Die traditionelle Auffassung, dass die Neigung zur Symmetrie auf der Aktivierung gleichartiger Muskeln beruht, ist damit für die untersuchten Bewegungsabläufe widerlegt. Doch was ist letztlich die Erklärung für die Symmetrietendenz? Franz Mechsner und seine Kollegen nehmen an, dass Menschen Bewegungsmuster bevorzugen, die sich auf möglichst unkomplizierte Weise über Wahrnehmungen und mentale Vorstellungsbilder koordinieren, steuern und überwachen lassen.

Dieser Gedanke steht im Gegensatz zu traditionellen Theorien, denen zufolge Bewegungsabläufe in motorischen neuronalen Strukturen koordiniert werden. Diesen Theorien zufolge trainiert der Organismus in sich zusammenhängende muskuläre oder neuronale „Motorprogramme“, die für die jeweilige Bewegung charakteristisch sind, und setzt sie bei Bedarf ein. Die Max-Planck-Wissenschaftler argumentieren dagegen, dass wir Bewegungen nicht mittelbar über solche motorischen Aktivierungsmuster, sondern unmittelbar mit Hilfe von Wahrnehmungen und mentalen Vorstellungen steuern.

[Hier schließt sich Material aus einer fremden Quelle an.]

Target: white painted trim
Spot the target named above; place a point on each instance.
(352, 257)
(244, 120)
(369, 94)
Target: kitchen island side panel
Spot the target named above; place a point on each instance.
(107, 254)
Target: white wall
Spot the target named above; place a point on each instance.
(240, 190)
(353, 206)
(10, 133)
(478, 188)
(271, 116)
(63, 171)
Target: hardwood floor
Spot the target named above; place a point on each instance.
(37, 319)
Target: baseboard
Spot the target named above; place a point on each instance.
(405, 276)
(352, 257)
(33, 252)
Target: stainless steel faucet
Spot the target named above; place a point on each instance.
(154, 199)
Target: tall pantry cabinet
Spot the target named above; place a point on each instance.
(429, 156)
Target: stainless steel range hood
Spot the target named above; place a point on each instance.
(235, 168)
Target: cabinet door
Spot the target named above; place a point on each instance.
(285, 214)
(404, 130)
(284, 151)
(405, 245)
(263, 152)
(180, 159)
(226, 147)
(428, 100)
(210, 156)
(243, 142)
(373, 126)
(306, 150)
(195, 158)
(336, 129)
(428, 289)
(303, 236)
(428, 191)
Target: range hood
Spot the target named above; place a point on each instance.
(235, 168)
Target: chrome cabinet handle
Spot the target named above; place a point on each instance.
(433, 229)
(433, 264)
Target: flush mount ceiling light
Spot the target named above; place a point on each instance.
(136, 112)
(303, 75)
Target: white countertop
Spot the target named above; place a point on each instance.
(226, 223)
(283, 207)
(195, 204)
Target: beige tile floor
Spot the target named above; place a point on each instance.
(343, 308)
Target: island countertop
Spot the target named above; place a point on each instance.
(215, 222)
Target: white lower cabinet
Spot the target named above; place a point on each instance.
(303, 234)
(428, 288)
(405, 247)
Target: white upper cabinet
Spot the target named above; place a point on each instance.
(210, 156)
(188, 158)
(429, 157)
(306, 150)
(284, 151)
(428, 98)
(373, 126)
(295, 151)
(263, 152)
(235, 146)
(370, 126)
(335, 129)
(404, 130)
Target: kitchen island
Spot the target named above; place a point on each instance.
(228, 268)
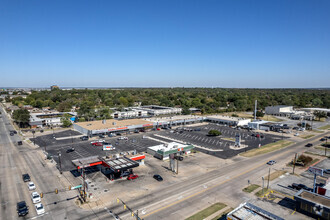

Die Wissenschaftler konnten ihre Annahme durch ein weiteres Experiment erhärten: Versuchspersonen drehten unter einem Tisch beidhändig zwei von oben nicht sichtbare Kurbeln, mit denen sie zwei sichtbare kreisende Zeiger kontrollierten. Der linke Zeiger kreiste direkt über der linken Hand, während der rechte sich, über ein Zahnradgetriebe gesteuert, vier Drittel mal schneller bewegte als die rechte Hand. Die Versuchspersonen bekamen die Aufgabe, die sichtbaren Zeiger in spiegelsymmetrischen oder gegenläufigen Kreisen zu bewegen. In beiden Fällen müssen sie dazu ihre Hände in einem Frequenzverhältnis von 4:3 kreisen lassen. Zum einen ist das eine höchst komplexe Bewegung, die normalerweise unmöglich ist. Zum anderen lässt sich aus der Bewegung der Hände das Bewegungsmuster der Zeiger nicht erschließen. Symmetrie und Gegentakt in den Zeigern können somit über „motorische Programme“, welche auf die Muskeln zielen, nicht erzeugt werden. Dennoch sind die Versuchspersonen recht gut in der Lage, die geforderten Bewegungsmuster einzustellen, indem sie nur auf die kreisenden Zeiger achten und dabei ihre Hände „vergessen“.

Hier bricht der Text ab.